Reading that blog post makes me reconsider how well I can talk about anything related to anime.
When I get into something, I want to really understand it and know all about it. That's what I've tried to do with video games, and I like to think I can adequately describe why I like or don't like a game, or what parts are good or bad. And I'd like to be able to do the same with anime, and I want to like good things and dislike bad things. I want to be a monocle and sit on my throne of classy good taste and look down on all these inferior popular shows. But then I read something like that and realize how easily "this is stuff I like" turns into "this is something objectively good".
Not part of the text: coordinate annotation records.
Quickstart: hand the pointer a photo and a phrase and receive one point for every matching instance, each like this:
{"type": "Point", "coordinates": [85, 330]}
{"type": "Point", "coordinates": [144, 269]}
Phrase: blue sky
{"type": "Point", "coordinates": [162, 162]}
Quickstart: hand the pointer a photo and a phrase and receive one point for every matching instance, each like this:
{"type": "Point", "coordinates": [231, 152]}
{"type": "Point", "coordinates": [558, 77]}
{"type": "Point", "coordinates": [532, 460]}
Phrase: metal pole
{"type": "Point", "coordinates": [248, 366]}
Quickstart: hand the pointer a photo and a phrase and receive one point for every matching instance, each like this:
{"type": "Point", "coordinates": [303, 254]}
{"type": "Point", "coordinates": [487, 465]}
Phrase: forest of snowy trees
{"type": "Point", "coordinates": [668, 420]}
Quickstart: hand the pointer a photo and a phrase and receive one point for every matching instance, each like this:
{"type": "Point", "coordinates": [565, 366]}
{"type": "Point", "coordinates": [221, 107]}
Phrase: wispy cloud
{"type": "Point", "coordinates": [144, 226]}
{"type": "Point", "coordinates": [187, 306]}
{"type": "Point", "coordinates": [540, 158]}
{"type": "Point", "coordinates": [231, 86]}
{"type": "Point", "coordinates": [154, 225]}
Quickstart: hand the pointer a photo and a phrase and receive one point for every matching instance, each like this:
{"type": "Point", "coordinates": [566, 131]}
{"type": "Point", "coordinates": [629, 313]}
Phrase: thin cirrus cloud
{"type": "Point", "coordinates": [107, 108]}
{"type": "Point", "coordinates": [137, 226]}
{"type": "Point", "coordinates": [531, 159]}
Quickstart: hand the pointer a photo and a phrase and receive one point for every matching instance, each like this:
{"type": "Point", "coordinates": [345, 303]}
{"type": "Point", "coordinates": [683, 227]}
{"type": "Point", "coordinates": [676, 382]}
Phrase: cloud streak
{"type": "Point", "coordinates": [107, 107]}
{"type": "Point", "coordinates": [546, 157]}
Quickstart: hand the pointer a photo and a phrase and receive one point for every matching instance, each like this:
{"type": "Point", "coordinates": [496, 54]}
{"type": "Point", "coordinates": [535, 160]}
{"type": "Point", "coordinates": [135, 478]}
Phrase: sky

I don't know whether Madoka is objectively good (I'm kinda in the middle on it), but his argument for the show's quality comes down to it being about themes he likes, and his argument for preferring Steins;Gate comes down to how he doesn't like Sayaka, even though her selfishness is central to the themes of love he so adores. He likes Madoka because some people are really selfless, and he likes Steins;Gate because everyone's a better person there than in Madoka.
It seems silly to me (mostly because of how his telegraphed subjective preferences are mixed with objective statements), but then I think about why I really liked Steins;Gate more than other shows last season. I feel safe saying that the writing is pretty strong, and the voice cast is great, but what pushed it over the top for me and made me care so much were two main elements.
- I was really happy to see a non-comedy show set in the modern day focused around the otaku subculture. For a tense mystery/adventure, the setting resembled a reality I could actually experience more closely than other shows I had seen.
- Makise Kurisu fits a character archetype that I really really like. Kinda like FMP's Chidori, it's the right mix of "tsun" and "dere" which bypasses all my intellectual defenses.
These things made all the other pandering that goes on in the show pretty much invisible, and invested me in the stuff that worked deeply enough that the ending came as an enormous happy payoff.
It'd be easy to just let go and like the things I like, but I also don't want to be the kind of guy who writes that blog.